Dass die Beziehung zwischen den beiden entartet, wusste man ja, doch das ist auf unerträgliche Weise dargestellt, bei der ständig Grenzen nicht der seelischen Intimität übertreten werden.
Alles wird hektisch zu irgendeinem Ende geführt, von der Ruhe und Spannung zuvor ist nichts mehr zu spüren. Die Auflösung schlussendlich ist recht klischeehaft und etwas ungerecht den Menschen gegenüber, die unter so einer Erkrankung leiden. Zudem habe ich mich immer mehr über Kira aufgeregt, dass sie einfach immer noch nichts merkt, Gunnars Selbstverstümmelungen nicht merkwürdig findet, dass ihr nicht auffällt, dass zu viele Zufälle im Spiel sind.

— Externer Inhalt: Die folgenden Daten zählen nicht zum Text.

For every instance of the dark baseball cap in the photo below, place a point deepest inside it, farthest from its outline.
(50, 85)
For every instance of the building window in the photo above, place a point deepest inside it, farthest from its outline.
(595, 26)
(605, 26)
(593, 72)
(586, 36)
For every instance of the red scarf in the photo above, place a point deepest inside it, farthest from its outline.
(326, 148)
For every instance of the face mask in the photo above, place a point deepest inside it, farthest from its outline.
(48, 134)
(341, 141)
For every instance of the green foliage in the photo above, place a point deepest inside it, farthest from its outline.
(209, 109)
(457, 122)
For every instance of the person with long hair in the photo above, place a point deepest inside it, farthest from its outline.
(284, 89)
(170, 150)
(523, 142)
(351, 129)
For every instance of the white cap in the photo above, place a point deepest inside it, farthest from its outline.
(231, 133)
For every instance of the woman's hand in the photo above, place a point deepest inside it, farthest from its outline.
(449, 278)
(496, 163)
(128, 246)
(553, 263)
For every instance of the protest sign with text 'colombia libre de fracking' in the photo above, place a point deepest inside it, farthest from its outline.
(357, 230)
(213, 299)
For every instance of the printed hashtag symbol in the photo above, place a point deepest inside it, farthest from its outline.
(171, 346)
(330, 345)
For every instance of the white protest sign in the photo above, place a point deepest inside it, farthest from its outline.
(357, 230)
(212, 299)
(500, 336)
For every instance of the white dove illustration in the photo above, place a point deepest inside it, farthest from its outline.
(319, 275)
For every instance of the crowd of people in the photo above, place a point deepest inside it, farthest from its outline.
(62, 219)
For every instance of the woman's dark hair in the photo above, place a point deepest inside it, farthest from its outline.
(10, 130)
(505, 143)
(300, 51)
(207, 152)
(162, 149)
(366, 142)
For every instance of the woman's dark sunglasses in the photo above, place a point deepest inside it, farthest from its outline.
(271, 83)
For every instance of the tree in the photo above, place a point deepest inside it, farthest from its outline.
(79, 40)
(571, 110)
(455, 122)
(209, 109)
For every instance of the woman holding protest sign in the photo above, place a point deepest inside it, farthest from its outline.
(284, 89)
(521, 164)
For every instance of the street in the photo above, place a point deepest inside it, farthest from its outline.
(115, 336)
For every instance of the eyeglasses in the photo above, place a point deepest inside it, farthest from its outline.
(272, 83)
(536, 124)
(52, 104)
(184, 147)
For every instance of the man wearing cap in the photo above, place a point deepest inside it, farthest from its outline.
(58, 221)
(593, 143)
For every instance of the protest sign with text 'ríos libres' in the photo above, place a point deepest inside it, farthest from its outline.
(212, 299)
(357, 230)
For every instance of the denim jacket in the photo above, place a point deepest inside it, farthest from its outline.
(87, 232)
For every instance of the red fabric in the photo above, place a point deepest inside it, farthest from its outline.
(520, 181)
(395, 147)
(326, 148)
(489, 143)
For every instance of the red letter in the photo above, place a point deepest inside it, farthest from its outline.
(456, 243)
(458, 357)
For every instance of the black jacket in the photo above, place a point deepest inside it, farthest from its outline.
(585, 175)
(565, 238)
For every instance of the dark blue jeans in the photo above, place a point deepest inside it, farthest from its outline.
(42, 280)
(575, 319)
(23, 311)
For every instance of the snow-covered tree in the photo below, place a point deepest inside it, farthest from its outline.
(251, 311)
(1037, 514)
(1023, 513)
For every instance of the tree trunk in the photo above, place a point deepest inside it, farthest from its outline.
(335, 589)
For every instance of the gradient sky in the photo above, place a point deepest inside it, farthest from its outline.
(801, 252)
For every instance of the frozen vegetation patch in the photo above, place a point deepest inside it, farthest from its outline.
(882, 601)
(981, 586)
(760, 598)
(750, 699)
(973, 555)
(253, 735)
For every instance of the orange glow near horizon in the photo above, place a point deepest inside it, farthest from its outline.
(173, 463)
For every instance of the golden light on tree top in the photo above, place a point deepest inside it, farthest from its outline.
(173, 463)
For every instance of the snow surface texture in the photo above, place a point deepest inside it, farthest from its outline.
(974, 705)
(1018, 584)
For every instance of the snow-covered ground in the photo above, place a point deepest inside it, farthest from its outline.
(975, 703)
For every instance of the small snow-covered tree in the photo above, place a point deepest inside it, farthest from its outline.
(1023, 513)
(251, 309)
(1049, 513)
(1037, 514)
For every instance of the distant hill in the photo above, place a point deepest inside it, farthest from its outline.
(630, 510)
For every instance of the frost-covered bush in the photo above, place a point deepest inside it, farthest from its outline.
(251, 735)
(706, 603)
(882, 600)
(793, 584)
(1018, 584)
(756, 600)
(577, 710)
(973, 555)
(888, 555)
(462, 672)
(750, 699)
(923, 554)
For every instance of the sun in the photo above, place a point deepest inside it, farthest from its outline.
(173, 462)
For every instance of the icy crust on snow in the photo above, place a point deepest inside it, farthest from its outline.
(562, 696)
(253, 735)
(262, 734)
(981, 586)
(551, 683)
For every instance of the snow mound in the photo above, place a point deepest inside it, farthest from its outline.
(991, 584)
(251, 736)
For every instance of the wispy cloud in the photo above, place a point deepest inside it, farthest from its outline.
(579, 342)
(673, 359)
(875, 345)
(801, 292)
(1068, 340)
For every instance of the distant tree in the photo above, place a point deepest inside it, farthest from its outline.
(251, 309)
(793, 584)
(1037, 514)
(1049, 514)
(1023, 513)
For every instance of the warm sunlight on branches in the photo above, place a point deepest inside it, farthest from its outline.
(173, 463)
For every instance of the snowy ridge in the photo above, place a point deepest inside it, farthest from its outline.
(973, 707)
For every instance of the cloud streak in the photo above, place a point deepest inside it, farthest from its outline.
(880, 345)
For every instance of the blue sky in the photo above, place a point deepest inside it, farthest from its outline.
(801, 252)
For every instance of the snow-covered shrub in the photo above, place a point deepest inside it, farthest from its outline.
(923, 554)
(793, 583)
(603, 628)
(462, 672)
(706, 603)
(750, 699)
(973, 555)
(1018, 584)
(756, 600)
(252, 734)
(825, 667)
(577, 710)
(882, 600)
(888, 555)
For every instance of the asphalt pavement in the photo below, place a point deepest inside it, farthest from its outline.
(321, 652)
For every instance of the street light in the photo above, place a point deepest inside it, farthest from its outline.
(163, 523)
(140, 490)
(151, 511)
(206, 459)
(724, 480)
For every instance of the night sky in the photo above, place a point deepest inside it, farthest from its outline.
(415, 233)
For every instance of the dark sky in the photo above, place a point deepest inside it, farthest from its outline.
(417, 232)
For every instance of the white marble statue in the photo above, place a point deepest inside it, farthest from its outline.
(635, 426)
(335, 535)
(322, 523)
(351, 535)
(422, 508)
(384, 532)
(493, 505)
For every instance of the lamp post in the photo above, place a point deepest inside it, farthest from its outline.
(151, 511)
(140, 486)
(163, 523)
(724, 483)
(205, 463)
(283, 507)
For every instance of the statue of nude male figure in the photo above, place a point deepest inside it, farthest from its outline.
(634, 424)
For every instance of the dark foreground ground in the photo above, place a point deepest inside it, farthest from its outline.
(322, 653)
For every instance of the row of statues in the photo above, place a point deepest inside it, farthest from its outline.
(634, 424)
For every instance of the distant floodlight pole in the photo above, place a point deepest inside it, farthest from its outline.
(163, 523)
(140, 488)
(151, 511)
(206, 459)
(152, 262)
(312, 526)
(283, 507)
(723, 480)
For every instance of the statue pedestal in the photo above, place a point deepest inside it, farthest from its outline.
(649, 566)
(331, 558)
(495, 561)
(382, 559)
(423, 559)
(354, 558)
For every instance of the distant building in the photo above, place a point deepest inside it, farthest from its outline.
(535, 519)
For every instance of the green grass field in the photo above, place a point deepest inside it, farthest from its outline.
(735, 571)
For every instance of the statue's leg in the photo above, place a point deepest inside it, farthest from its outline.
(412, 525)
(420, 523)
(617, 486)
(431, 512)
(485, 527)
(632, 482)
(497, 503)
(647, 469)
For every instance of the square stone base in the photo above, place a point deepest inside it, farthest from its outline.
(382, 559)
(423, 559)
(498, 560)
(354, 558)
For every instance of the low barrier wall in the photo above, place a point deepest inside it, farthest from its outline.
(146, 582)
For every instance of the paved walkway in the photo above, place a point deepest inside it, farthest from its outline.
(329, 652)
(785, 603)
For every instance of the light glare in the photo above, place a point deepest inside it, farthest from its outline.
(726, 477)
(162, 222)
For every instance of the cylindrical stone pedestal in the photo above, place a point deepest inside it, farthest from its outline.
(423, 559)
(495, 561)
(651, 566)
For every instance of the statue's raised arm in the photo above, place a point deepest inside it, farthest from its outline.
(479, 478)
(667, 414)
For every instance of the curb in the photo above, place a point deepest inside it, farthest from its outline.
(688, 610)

Kira weiß, dass Gunnar gelogen hat und geht doch wieder zu ihm, erträgt seine Stimmungsschwankungen, die immer extremer werden, ignoriert, dass er über Leichen geht und nimmt selbst Misshandlungen hin. Das ist dann absolut nicht mehr angenehm zu lesen!
Schade eigentlich!


Fazit:

Ein spannender Anfang - eine groteske Auflösung.
Als Gesamtes betrachtet leider nur ein Thriller für seeeehr lange Winter, da das Buch immer mehr an Spannung und an Logik verliert und schließlich schlichtweg abstoßend endet.